A lawyer, she worked in the Attorney General’s office of the former, internationally recognized Afghan government, specializing in prosecuting terrorism and crimes against women, including rape. She was also a political pundit and women’s rights advocate on national TV outlets like Tolo News. Finally, Sohaila ran for Parliament in the 2019 election, and when her victory was stolen from her through rigging, she organized public protests outside President Ghani’s office. She is a massive inspiration to me and a role model to my daughter. Because USRAP processing is extremely slow and, at the time, the U.S. government was deprioritizing it compared to processing for the Special Immigrant Visa program, I was able to get the State Department to onward refer Sohaila to Canada. (This was after months of living in immigration detention in Emirates Humanitarian City in the UAE, pending U.S. processing.)

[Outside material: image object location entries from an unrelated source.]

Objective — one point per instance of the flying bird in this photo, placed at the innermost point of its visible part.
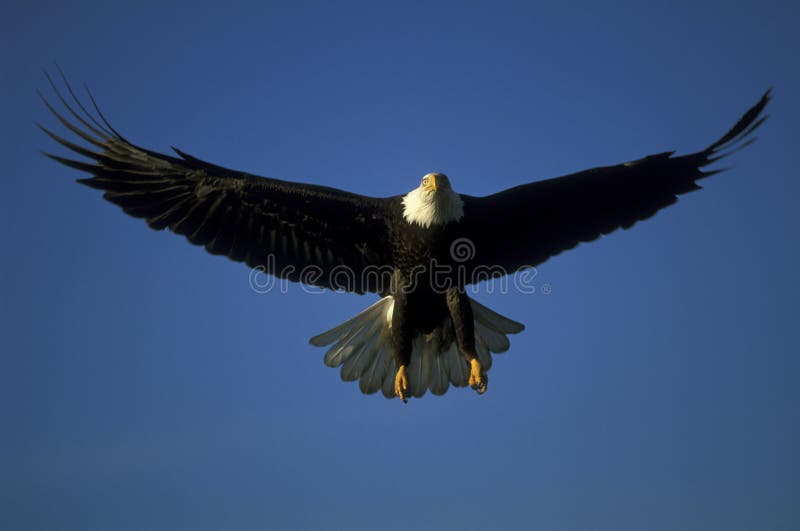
(417, 251)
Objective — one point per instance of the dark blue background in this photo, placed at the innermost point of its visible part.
(146, 386)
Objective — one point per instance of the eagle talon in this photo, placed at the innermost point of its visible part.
(478, 379)
(401, 384)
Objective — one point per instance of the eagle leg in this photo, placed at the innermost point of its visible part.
(478, 379)
(401, 384)
(464, 327)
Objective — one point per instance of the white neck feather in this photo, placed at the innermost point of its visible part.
(432, 208)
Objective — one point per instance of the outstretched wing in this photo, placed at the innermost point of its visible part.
(526, 225)
(318, 235)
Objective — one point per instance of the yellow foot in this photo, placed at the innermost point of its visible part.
(401, 384)
(477, 376)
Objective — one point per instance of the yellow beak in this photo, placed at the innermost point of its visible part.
(431, 186)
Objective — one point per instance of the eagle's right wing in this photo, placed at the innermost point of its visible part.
(318, 235)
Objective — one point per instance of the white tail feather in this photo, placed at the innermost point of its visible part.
(362, 348)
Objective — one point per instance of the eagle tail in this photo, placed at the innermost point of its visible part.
(362, 348)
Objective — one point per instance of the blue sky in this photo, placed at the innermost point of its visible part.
(146, 386)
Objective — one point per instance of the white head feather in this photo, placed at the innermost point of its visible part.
(426, 206)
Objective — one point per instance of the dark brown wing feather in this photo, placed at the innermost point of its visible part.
(301, 232)
(526, 225)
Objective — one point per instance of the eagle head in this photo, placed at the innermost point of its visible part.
(434, 202)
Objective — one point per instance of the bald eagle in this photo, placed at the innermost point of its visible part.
(417, 251)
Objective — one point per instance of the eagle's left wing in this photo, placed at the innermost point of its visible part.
(315, 234)
(526, 225)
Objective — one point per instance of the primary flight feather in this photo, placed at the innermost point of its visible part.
(417, 251)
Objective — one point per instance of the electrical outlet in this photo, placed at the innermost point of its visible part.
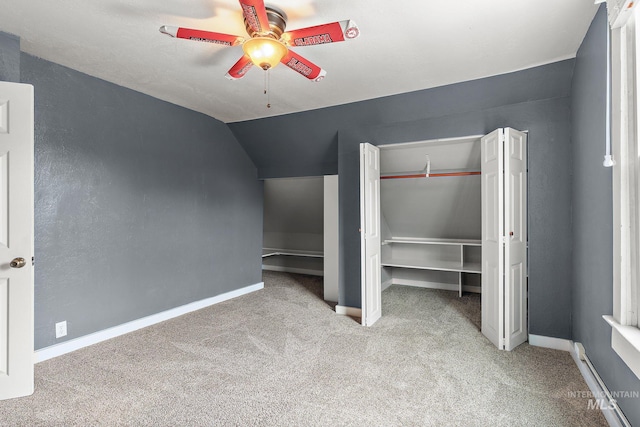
(61, 329)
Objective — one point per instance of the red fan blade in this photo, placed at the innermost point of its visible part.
(255, 15)
(240, 68)
(203, 36)
(320, 34)
(303, 66)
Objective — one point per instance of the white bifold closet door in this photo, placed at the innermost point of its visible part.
(504, 237)
(371, 301)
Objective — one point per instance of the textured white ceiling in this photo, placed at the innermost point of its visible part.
(403, 46)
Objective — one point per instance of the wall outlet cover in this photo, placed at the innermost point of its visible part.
(61, 329)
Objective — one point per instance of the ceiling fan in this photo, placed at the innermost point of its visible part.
(269, 43)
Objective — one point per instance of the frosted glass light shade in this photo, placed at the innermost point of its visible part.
(265, 52)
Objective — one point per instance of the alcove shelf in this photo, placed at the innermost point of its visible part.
(436, 254)
(267, 252)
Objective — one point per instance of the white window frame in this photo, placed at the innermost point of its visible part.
(625, 118)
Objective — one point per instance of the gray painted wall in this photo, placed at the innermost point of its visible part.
(593, 217)
(9, 58)
(536, 99)
(140, 206)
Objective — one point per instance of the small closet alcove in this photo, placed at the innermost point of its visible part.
(430, 206)
(300, 228)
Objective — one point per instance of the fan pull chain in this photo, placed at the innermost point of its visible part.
(266, 87)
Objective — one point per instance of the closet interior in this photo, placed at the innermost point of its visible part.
(430, 206)
(300, 228)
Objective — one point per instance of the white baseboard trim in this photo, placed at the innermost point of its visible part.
(551, 342)
(343, 310)
(96, 337)
(283, 269)
(600, 395)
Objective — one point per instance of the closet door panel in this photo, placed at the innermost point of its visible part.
(492, 232)
(516, 238)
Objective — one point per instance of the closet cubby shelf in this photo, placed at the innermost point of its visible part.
(436, 254)
(434, 265)
(267, 252)
(433, 241)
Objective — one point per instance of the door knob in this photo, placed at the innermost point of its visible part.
(17, 263)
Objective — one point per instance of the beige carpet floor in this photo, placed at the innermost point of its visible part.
(282, 357)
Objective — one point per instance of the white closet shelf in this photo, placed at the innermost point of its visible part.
(434, 265)
(267, 252)
(433, 241)
(427, 254)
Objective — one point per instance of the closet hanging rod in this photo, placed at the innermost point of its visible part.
(430, 175)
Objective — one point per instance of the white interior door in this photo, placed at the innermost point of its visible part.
(515, 226)
(16, 240)
(492, 278)
(370, 233)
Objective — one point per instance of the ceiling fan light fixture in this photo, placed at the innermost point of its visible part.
(265, 52)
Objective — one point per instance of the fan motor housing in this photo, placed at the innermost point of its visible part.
(277, 23)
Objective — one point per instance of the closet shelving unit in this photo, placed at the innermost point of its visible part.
(454, 255)
(437, 254)
(267, 252)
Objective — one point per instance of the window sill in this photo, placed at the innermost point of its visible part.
(625, 340)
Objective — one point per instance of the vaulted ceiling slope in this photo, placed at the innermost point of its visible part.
(403, 47)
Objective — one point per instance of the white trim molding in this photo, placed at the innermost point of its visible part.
(625, 341)
(600, 396)
(343, 310)
(625, 117)
(96, 337)
(550, 342)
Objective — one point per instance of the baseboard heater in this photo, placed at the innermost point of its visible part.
(601, 396)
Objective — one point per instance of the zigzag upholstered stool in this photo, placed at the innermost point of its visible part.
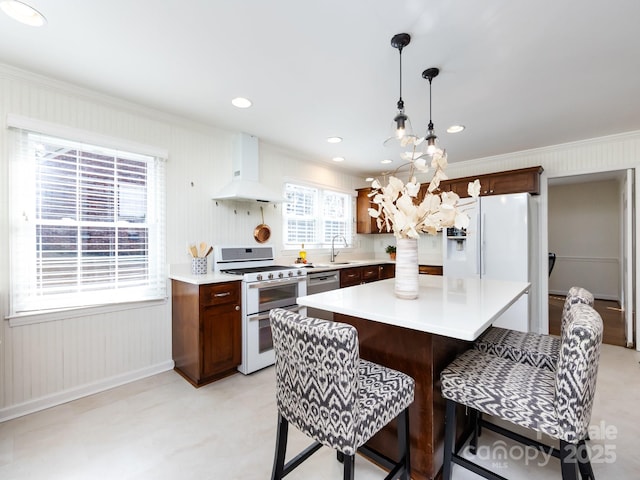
(531, 348)
(557, 403)
(325, 390)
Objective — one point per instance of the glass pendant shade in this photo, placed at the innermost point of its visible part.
(401, 133)
(431, 146)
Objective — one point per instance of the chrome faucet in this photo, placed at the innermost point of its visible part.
(334, 254)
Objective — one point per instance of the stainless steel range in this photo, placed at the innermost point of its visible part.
(265, 285)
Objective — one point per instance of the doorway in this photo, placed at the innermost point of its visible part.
(590, 231)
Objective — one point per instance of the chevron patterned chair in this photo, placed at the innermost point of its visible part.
(557, 403)
(325, 390)
(531, 348)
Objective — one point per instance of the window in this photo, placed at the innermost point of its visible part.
(314, 216)
(87, 224)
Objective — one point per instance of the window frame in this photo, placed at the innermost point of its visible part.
(151, 278)
(320, 241)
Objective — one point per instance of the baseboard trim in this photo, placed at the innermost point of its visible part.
(80, 391)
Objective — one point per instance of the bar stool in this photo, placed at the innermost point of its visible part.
(527, 347)
(339, 400)
(557, 403)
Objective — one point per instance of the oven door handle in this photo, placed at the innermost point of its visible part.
(283, 281)
(264, 316)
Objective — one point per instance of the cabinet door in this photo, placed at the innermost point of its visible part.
(370, 273)
(220, 338)
(350, 277)
(515, 182)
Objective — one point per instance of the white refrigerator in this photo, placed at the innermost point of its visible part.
(496, 245)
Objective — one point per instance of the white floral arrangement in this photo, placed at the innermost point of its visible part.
(399, 210)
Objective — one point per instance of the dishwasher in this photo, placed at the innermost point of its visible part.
(322, 282)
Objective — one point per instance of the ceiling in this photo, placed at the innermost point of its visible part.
(518, 75)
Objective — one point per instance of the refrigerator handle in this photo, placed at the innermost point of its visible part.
(482, 245)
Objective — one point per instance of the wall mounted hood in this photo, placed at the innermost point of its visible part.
(245, 185)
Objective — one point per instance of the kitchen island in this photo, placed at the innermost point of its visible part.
(419, 337)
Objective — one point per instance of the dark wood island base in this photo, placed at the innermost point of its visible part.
(423, 356)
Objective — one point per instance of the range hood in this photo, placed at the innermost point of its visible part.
(245, 185)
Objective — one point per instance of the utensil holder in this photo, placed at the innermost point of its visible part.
(199, 265)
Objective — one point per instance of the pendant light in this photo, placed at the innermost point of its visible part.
(401, 132)
(431, 138)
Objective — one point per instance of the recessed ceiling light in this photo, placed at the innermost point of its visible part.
(241, 102)
(455, 128)
(23, 13)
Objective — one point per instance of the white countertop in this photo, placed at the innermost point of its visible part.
(454, 307)
(183, 274)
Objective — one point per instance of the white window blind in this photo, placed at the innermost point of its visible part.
(88, 224)
(313, 216)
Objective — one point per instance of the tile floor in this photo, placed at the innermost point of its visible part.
(163, 428)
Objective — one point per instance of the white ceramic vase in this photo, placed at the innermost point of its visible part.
(406, 282)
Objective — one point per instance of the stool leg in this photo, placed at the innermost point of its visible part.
(281, 448)
(449, 439)
(584, 465)
(404, 443)
(568, 460)
(349, 467)
(475, 421)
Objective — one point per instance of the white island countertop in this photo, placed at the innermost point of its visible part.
(460, 308)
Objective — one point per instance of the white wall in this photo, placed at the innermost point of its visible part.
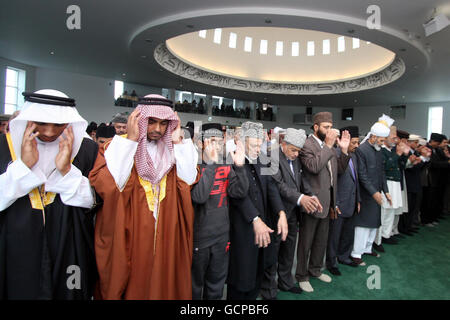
(95, 101)
(29, 82)
(416, 120)
(94, 96)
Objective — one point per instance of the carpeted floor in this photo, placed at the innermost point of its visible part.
(418, 267)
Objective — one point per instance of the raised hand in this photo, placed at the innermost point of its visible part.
(239, 155)
(29, 152)
(176, 134)
(330, 138)
(210, 152)
(344, 141)
(133, 125)
(262, 233)
(62, 160)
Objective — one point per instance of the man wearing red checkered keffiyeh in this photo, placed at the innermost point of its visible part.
(143, 236)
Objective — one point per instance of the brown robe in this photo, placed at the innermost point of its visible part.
(130, 264)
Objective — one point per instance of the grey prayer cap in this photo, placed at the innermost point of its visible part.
(296, 137)
(120, 118)
(252, 130)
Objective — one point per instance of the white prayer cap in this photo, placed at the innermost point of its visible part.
(382, 127)
(422, 142)
(279, 130)
(48, 106)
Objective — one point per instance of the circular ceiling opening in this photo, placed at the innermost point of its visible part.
(280, 55)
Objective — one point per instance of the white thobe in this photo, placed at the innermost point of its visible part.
(18, 180)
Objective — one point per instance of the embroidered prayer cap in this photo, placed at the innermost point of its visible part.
(352, 130)
(323, 117)
(252, 130)
(414, 137)
(296, 137)
(401, 134)
(212, 130)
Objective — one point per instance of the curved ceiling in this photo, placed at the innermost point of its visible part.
(280, 55)
(117, 40)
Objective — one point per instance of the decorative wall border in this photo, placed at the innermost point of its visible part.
(171, 63)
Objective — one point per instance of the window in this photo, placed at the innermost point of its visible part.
(435, 120)
(118, 89)
(232, 42)
(279, 48)
(248, 44)
(310, 48)
(217, 35)
(341, 44)
(326, 46)
(295, 49)
(263, 47)
(15, 85)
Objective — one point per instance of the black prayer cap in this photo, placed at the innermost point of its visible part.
(402, 134)
(353, 130)
(104, 131)
(437, 137)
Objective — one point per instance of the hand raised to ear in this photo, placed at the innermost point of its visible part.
(29, 151)
(62, 160)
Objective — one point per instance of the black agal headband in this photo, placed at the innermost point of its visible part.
(48, 99)
(155, 102)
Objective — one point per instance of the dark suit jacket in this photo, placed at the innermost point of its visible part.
(291, 186)
(348, 189)
(413, 178)
(314, 160)
(244, 253)
(371, 180)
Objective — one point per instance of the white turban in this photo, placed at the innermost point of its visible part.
(381, 128)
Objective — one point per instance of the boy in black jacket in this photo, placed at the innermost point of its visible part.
(211, 222)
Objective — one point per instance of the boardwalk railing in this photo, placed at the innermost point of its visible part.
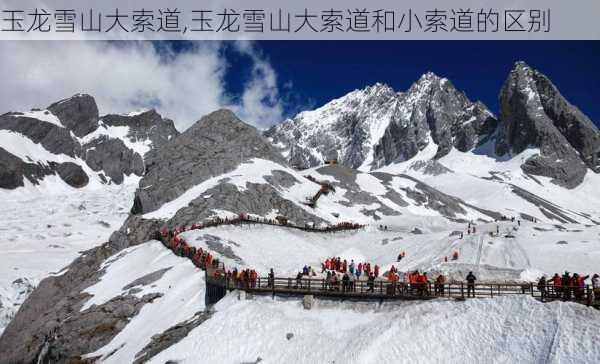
(244, 219)
(381, 289)
(219, 282)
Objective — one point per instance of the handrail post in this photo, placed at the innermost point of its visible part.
(531, 288)
(273, 287)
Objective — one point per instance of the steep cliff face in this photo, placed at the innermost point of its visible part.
(70, 140)
(377, 126)
(535, 115)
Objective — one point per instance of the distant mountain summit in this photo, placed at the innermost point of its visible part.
(377, 126)
(71, 140)
(535, 114)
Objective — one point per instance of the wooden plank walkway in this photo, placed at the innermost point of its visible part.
(218, 283)
(385, 290)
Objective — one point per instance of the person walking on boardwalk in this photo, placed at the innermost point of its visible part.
(542, 287)
(471, 284)
(566, 286)
(345, 283)
(439, 285)
(557, 283)
(596, 287)
(271, 279)
(371, 283)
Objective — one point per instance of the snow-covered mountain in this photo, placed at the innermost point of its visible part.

Sohaila and I were incredibly grateful that Canada offered her admission in 2022. With her typical charm and force of personality, she landed a job almost immediately! Far from being disappointed that she had gone from prosecuting terrorists to working as a security guard, Sohaila was beaming with pride at the accomplishment when she told me about it.
Jay: Can you give a basic explanation of what SIGAR was?
Jordan: SIGAR was a unique entity in the U.S. federal government, established to oversee all U.S. reconstruction (defined as anything but warfighting) spending in the country. The agency was established in 2008, and then in 2014 the Lessons Learned Program was established at the urging of senior U.S. military and civilian officials who argued that, while audits and investigations were important, there was a gap with regards to systematic analysis and synthesis of complex national security challenges. The agency was always intended to be temporary and will shut down in January 2026.
We were the only such program among the U.S. government’s 74 Inspectors General. There was discussing of folding LLP into another part of government before SIGAR shut down (the Office of Management and Budget was discussed), and it was a real loss for the American taxpayer that this did not come to fruition. Like the rest of the Inspectors General (IG) community, we advanced government efficiency before the Department of Government Efficiency existed. We became a brain trust for our counterparts at in Congress and these agencies, driving legislative and policy change, and consulting on a myriad of issues (should the World Bank’s Citizens’ Charter Program be extended to the country’s least stable districts? What are the best practices in electoral technology in less developed countries? How should NATO assess the effectiveness of security assistance?.)
We produced reports on topics ranging from conflict stabilization to best practices in western support to foreign elections to the most important lessons from 20 years of international intervention in Afghanistan to how to deliver foreign assistance to people living under hostile regimes like Hamas and the Houthis.
It was the highlight and greatest honor of my career to advise Congress, the Departments of Defense and State, USAID, and the former Afghan government on a wide range of policy questions.